Most of the savings Better Place claims for the Fluence-charging services package would come from the lower vehicle purchase costs.

Our computations, based on $8 a gallon gas, a 41 mpg rating for the 1.8-liter gasoline Avensis and 20,000 kilometers (12,400 miles) of annual driving, show annual fuel costs for the Toyota would be around $2,400 versus a $4,200 annual cost for a 20,000 kilometer Better Place annual access package and the 114-mile range of the Fluence Z.E.

An apples-to-apples comparison is difficult, however, because the higher monthly cost for the Better Place package includes the battery pack, which is a key part of the Fluence's powertrain - the car won't work without it. 

Better Place, which is partnering with Renault on nationwide EV programs in both Denmark and Israel, will offer several lower-cost "mobility services" packages that include charging and battery swapping for Danish drivers who don't want the unlimited monthly access. 

Those packages would be based on annual mileage - drivers would purchase packages providing service for ranges of travel from 10,000-30,000 kilometers per year (6,200-18,600 miles) at monthly costs equivalent to $277 to $462. Extra charges would apply if drivers exceeded the mileage in their services agreement.   

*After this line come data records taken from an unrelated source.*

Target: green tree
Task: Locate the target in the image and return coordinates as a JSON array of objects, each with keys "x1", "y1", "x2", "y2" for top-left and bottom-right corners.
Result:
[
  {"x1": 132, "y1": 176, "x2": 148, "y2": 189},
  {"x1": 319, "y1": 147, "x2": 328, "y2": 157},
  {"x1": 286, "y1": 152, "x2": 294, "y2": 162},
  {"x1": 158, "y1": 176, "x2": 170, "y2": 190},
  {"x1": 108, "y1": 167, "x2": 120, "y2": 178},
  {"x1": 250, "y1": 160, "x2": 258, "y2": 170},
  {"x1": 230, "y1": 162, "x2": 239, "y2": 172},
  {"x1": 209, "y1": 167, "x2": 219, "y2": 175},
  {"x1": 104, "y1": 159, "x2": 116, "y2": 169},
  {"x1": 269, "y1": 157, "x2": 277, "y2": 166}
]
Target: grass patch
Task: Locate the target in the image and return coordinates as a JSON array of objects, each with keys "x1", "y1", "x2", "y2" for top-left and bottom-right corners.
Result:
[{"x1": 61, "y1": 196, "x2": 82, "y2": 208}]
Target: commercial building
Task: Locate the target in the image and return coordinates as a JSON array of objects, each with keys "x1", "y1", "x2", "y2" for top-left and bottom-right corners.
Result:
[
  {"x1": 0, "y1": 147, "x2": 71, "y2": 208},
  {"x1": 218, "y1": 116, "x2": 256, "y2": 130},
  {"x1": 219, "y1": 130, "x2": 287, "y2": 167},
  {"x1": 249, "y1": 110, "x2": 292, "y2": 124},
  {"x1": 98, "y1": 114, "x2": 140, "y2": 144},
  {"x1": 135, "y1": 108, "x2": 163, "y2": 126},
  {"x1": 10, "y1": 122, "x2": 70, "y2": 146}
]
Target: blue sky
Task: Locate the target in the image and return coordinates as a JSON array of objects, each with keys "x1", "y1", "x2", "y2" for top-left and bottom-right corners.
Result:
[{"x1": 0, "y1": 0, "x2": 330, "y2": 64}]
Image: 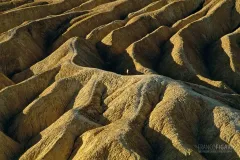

RenaultFluenceZE.jpgA Renault Fluence Z.E. battery-electric sedan.

Each package would include a home charger - at a one-time charge of 1,341 euros ($1,854) -  plus access via a radio frequency identity card to Better Place public chargers and battery swap stations and in-car informatics that would track mileage and help plan trips around available charging and battery swap points.

California-based Better Place has not announced plans for a U.S. program, but its Danish program serves as a template for the company's pricing plans for most markets.

In Israel, where it has also teamed with Renault, the program won't be quite the same because Renault doesn't have an Israeli dealership network, so Better Place will be importing and selling the Fluence Z.E. electric cars bundles with its own battery charging and exchange services. 

Pricing there isn't slated to be announced until later this summer, Mullins said.

Bot the Danish and Israeli retail program are scheduled to begin late this year.

Better Place late last year announced plans to install a pair of battery swap stations on the heavily traveled San Francisco-San Jose corridor in Northern California in a test program that would serve a local taxi fleet's electric cabs. The company has a single exchange station working with three battery-electric cabs in a Tokyo test and is working in Australia and several other countries to develop pilot programs.

One drawback to its battery exchange plan is that it requires automakers - a notoriously independent bunch - to agree on common standards for pug-in vehicle battery packs that can be installed and removed from beneath a vehicle.

So far, Renault is the only company building cars with battery packs that work with Better Place's automated exchange stations, although several other automakers, including Tesla Motors, have said they'll design future cars to use swappable batteries.

(Note: Denmark's official currency is the Danish Krone, valued at today's exchange rate at 7.45 krone per euro or 5.39 krone per U.S. dollar.)